I wrote a thing.

It’s obnoxious. Don’t read it.


I warned you.


The Candidate stood on his stage, spotlights bright on his face and on the violently patriotic backdrop expertly draped behind him, and barely heard the words he was barking. He was dimly aware that they weren’t his words anymore. It was his voice and his face, but the message of contradictory and self-destructive vitriol originated in the ginger stain on his scalp. He was now nothing more than a conduit.

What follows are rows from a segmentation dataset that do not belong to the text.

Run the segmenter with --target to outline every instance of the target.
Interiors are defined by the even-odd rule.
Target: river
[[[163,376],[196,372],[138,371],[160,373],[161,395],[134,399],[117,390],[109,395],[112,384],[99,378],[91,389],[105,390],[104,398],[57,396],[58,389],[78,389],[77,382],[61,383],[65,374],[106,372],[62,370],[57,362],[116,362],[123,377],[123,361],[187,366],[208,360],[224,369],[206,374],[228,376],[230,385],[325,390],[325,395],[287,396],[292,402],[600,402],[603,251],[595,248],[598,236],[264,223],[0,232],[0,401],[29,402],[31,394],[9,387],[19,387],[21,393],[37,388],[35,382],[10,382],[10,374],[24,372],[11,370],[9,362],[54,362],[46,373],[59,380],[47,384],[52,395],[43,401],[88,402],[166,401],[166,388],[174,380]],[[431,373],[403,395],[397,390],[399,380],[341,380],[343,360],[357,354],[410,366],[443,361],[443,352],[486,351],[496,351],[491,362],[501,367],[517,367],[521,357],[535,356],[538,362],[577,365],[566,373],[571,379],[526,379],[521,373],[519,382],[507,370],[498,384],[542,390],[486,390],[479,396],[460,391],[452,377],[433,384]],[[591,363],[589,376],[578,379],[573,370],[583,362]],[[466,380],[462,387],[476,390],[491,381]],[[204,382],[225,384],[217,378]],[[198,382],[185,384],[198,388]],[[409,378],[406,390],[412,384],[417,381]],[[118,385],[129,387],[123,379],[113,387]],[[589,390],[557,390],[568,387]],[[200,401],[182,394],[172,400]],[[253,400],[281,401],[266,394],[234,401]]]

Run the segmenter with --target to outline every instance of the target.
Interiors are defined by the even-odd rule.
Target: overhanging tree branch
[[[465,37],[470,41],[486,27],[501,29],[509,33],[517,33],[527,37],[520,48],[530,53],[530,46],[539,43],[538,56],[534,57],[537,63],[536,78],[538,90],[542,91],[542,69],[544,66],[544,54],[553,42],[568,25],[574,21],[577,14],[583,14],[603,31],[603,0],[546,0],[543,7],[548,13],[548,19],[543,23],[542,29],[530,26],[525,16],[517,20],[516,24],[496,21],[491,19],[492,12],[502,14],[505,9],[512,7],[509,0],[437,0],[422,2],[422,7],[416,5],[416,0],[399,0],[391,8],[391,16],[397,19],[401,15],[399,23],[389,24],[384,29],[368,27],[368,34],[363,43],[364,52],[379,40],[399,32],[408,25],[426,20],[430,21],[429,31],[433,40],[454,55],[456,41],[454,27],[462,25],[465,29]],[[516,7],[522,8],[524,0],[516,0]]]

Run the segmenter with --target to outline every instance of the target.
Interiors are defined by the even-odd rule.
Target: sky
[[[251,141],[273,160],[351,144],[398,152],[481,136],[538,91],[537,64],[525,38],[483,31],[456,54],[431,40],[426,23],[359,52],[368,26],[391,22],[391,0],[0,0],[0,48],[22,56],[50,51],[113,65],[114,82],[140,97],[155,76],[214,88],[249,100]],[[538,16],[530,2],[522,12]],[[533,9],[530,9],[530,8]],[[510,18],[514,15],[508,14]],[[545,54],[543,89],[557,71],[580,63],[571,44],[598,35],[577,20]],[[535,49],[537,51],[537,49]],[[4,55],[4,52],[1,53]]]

On televisions, The Candidate bellowed and gesticulated wildly to the droning cheers of his devoted fanbase, while somewhere inside his own skull what was left of him screamed and beat on the metaphorical walls. As though Escher had designed a series of living Russian dolls, the thing that he wore also wore him like a meat suit. It cocooned him. Like a spider, it was dissolving him from the inside out.

Was it possible to liquefy consciousness? Certainly that’s what it felt like to The Candidate, ever more and more of him growing soluble and leaching away. His voice howled dim and distant, and another voice not his own whispered into the void he was becoming, “Don’t be afraid. You’re joining some big names, man. I kept Cleopatra warm under her robes when she visited Rome. Salomé wore me when she danced; Madame du Pompadour caught herself a king with me between her legs, and Hitler (he was so weird, man) had me on his face till the day he died. But I gotta say, so far, the top of your head is comfiest. Listen to those idiots yell! God, I missed this.”

With cold dread, The Candidate realized in his final moments of consciousness that he was just the latest in a long and storied line of public twats.